Artist: Ella Kruglyanska
Venue: Kendall Koppe, Glasgow
Exhibition Title: Double-Crossed
Date: March 30 – May 11, 2013
Full gallery of images, press release and link available after the jump.
Images courtesy of Kendall Koppe, Glasgow and Gavins Brown Enterprise, New York. Photos by Ruth Clark.
First, some quotes by Dolly Parton:
“The good thing is, I’ll probably look the same when I’m a hundred ‘cuz I’m more like a cartoon than anything else.”
“It costs a lot of money to look this cheap.”
“I’m not offended by all the dumb blonde jokes because I know I’m not dumb… and I also know that I’m not blonde.”

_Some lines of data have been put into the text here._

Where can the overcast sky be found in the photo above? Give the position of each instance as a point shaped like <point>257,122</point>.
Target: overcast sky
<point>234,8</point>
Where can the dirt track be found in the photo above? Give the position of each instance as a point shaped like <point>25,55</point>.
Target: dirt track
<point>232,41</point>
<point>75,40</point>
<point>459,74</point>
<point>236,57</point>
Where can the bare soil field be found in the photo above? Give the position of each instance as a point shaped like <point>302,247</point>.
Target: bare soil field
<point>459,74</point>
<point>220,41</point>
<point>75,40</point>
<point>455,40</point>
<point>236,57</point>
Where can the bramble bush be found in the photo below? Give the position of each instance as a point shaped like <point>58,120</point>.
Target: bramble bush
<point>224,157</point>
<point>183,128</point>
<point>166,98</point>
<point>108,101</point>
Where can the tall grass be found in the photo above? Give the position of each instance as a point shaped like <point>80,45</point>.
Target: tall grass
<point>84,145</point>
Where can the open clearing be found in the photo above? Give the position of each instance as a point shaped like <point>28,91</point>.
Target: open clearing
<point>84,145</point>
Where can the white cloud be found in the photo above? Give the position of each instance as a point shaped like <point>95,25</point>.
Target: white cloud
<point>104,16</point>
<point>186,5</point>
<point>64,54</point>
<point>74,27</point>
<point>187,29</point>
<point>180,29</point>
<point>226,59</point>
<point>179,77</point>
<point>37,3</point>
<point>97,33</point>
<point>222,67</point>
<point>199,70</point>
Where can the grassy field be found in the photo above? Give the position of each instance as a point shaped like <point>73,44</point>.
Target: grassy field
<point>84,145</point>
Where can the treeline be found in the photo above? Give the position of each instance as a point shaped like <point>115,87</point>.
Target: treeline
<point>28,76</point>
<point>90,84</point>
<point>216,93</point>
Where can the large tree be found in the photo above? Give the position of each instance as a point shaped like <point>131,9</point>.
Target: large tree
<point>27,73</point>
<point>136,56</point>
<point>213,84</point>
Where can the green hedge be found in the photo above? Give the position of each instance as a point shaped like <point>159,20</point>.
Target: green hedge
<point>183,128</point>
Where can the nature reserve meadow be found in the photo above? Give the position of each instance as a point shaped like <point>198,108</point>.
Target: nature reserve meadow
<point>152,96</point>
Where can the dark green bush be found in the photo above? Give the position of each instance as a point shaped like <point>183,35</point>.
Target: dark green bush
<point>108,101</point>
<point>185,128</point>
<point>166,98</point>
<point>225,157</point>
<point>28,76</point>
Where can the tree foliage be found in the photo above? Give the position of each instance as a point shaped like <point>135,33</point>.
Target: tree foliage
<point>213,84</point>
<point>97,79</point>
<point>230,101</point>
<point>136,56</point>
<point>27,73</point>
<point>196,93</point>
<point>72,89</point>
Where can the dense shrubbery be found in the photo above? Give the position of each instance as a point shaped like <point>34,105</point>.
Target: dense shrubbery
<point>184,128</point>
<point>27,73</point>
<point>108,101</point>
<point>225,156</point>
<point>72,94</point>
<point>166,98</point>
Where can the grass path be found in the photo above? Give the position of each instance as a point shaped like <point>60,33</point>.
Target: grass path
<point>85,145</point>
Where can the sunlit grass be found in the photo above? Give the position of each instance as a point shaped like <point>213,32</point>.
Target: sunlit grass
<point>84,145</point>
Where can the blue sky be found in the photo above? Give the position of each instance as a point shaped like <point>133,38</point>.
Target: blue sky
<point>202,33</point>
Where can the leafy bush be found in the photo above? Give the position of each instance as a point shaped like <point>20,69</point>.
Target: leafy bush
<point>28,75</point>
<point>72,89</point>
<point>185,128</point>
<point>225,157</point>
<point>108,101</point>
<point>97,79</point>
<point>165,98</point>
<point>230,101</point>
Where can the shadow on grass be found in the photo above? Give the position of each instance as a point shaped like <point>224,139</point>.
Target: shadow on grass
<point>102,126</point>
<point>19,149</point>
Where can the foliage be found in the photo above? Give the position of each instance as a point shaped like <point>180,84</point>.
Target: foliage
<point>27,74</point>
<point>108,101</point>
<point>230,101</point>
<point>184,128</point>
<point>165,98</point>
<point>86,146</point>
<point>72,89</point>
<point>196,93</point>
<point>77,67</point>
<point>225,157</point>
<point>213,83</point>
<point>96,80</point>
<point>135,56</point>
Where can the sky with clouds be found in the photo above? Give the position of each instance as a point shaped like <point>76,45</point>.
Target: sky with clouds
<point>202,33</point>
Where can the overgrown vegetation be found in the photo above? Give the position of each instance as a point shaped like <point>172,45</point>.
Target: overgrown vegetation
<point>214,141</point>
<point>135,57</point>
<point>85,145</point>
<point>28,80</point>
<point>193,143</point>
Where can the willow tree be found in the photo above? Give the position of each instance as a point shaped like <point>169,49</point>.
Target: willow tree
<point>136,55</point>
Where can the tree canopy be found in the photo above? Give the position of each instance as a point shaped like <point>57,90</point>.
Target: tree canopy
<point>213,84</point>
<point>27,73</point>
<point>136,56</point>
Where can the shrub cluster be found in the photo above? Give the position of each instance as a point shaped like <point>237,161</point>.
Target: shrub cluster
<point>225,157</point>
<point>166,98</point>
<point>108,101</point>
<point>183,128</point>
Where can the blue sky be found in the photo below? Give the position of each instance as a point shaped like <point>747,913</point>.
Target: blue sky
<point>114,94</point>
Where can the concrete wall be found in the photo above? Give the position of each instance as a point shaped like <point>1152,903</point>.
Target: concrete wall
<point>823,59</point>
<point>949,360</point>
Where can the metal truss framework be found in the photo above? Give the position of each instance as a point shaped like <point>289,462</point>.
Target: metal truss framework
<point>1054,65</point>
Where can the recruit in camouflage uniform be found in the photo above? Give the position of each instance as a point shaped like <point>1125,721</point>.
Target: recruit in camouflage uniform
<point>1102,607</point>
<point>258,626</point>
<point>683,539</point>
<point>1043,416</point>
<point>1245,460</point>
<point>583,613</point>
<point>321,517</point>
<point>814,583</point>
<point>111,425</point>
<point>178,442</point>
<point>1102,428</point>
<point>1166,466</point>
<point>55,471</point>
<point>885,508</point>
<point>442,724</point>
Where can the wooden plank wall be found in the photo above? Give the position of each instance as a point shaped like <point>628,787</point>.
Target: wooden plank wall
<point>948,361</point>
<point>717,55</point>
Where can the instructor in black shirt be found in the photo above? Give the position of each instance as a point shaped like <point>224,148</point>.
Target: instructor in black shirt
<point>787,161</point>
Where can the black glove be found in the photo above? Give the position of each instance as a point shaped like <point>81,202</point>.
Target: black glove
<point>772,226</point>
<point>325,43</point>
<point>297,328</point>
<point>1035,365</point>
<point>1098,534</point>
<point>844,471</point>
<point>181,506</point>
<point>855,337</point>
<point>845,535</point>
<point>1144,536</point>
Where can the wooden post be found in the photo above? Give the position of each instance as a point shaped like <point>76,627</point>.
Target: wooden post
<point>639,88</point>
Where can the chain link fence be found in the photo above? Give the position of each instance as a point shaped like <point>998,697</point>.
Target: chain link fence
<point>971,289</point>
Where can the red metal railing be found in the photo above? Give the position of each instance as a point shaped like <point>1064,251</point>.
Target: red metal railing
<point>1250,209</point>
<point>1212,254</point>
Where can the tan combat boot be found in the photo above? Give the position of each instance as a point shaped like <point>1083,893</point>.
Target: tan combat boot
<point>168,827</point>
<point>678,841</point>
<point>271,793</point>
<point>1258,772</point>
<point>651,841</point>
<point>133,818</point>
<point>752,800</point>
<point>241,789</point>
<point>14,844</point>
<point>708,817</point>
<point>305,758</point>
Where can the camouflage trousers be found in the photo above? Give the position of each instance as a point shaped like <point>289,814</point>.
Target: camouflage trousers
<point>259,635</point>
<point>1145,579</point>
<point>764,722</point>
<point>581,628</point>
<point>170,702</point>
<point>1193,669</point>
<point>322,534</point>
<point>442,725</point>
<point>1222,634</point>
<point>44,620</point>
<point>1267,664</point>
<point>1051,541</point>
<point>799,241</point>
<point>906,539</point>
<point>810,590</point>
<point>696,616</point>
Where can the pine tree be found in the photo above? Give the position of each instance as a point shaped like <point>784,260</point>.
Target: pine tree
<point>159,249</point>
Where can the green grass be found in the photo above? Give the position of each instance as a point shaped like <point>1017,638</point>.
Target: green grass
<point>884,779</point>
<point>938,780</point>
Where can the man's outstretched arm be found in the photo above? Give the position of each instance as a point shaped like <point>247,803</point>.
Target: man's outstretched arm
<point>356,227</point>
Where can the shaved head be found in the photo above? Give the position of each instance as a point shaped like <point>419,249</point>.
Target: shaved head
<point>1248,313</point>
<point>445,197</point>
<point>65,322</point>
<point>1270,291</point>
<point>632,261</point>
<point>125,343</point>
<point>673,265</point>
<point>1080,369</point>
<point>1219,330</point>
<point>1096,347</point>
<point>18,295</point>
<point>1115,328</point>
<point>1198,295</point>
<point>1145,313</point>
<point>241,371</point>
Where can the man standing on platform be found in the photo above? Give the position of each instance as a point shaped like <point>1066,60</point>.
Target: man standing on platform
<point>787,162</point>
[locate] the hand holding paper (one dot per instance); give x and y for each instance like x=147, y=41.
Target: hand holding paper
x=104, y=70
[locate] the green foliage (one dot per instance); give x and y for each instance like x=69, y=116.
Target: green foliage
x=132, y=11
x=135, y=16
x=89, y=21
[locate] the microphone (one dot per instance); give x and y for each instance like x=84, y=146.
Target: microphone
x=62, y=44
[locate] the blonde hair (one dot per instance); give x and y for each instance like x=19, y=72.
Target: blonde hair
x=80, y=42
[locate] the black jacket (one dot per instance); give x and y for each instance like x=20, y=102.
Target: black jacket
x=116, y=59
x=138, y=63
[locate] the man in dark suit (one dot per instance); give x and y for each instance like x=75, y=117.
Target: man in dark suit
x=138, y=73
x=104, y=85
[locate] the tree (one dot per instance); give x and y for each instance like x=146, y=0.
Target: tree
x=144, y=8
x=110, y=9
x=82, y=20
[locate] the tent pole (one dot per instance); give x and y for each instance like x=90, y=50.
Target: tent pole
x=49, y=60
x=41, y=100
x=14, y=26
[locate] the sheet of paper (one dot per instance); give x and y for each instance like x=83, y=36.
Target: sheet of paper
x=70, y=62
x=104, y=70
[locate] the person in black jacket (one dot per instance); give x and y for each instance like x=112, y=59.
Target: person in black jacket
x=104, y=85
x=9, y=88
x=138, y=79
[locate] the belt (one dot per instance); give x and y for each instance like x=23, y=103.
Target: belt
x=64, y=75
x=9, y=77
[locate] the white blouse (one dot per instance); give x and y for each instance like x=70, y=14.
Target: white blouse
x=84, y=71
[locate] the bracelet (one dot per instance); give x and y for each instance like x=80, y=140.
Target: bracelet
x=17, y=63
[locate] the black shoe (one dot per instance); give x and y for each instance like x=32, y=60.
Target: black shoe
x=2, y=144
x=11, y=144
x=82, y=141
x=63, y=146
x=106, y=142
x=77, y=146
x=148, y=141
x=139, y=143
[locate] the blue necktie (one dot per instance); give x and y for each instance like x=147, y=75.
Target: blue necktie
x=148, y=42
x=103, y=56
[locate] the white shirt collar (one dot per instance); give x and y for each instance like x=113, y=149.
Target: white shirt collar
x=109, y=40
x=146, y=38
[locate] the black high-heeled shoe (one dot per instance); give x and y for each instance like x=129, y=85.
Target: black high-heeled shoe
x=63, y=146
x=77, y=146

Dolly Parton has always been clear about how and why she created the image of herself that we know as Dolly Parton. She openly discusses, and pokes fun at; her infamous breasts, her plastic surgeries, her glittery outfits, her blond wigs, her femininity and her abundant make up. The clarity with which she announces her own manufactured-ness is a phenomenon that still holds some social taboo – a kind of open fakeness only granted to drag queens. We simultaneously see her sincerity and her deception, as she embodies what she knows we want her to be, even before we knew we wanted it. Part of her act is to regularly remind us of this blatant duality.
Ella Kruglyanskaya paints images of women. Neither pillars of the community nor the bottom of the barrel, the ladies play out their minor dramas on the painterly comedic stage. They usually come in pairs, with leisurely intentions, enjoying the middle class climate. It’s too bad they also come with petty jealousies, and with them a gaggle of characters come to life – the women, their clothes, their shadows, and finally, the artist, who, with a few nasty brush strokes, banishes one of the women from the canvas. Insults are thrown about. Offenses are taken. But there are no real casualties. Like Dolly, she reminds us, within the images themselves, that these are just images. She unapologetically employs insider jokes of the 2D world: optical illusions and trompe l’oeil. What does it mean to bring such lightness to painting which carries a history that, on good days, fought for liberty, expression, and innovation, and on the bad, privileged the heavy hand and penile heartache? For Kruglyanskaya, the pressure is in painting images of women with disciplined lightness, brevity, and transparency without losing touch of the heavy: the history of painting, feminism, capitalism, and the human condition. There are no dummies here, and it takes a lot of work to look this light.